This beautiful bone china teacup is our swear jar. I love the irony.
This spring we were having difficulty with the potty-mouthed Boy. We instituted the swear jar. One dollar per explitive for everyone in the family. The difficulty at first was that the money-hungry Boy was using it as a bank account. He'd swear as often, or more so, and gladly put the cash in the cup. Once he understood that the profits were NOT going to be divied up, but rather given to charity, he quickly decided to watch his mouth. I have to say it's been a pretty effective means of stemming the tide of swear words in our house.

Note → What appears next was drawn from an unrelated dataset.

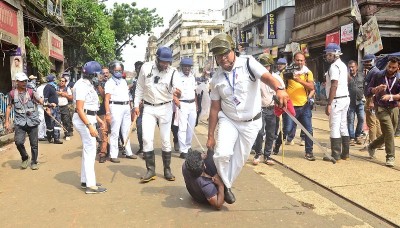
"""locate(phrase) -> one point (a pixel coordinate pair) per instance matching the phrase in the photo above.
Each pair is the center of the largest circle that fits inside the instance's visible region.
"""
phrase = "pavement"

But here's the thing, sometimes I pay in advance. Sometimes that bad word is the only one that will effectively convey both the emotion and sentiment that I require. Paying in advance means I have to be fully conscious of what is coming out of my mouth. And sometimes I still decide that's the way to go. When DH sees the china cabinet door open and a loonie drop into place, he knows he'd better brace himself, 'cause what follows won't be pretty.
I say this so you will understand my actions earlier this week. Boy had been bothering Girl all day long. He wouldn't let her sit on the couch. He kicked her doll. He said everything he could think of (that didn't involve swearing or money) to bug her. While she complained a bit, she largely put up with his bullying. That is, until late afternoon. I was in the kitchen so I didn't see what happened, but I can imagine based on the rest of the day's antics. Girl shouted "Boy, you are being such a dick!"
I paused. Thought about it for a moment. Decided she was right, and put a buck in the cup on her behalf. And that was that.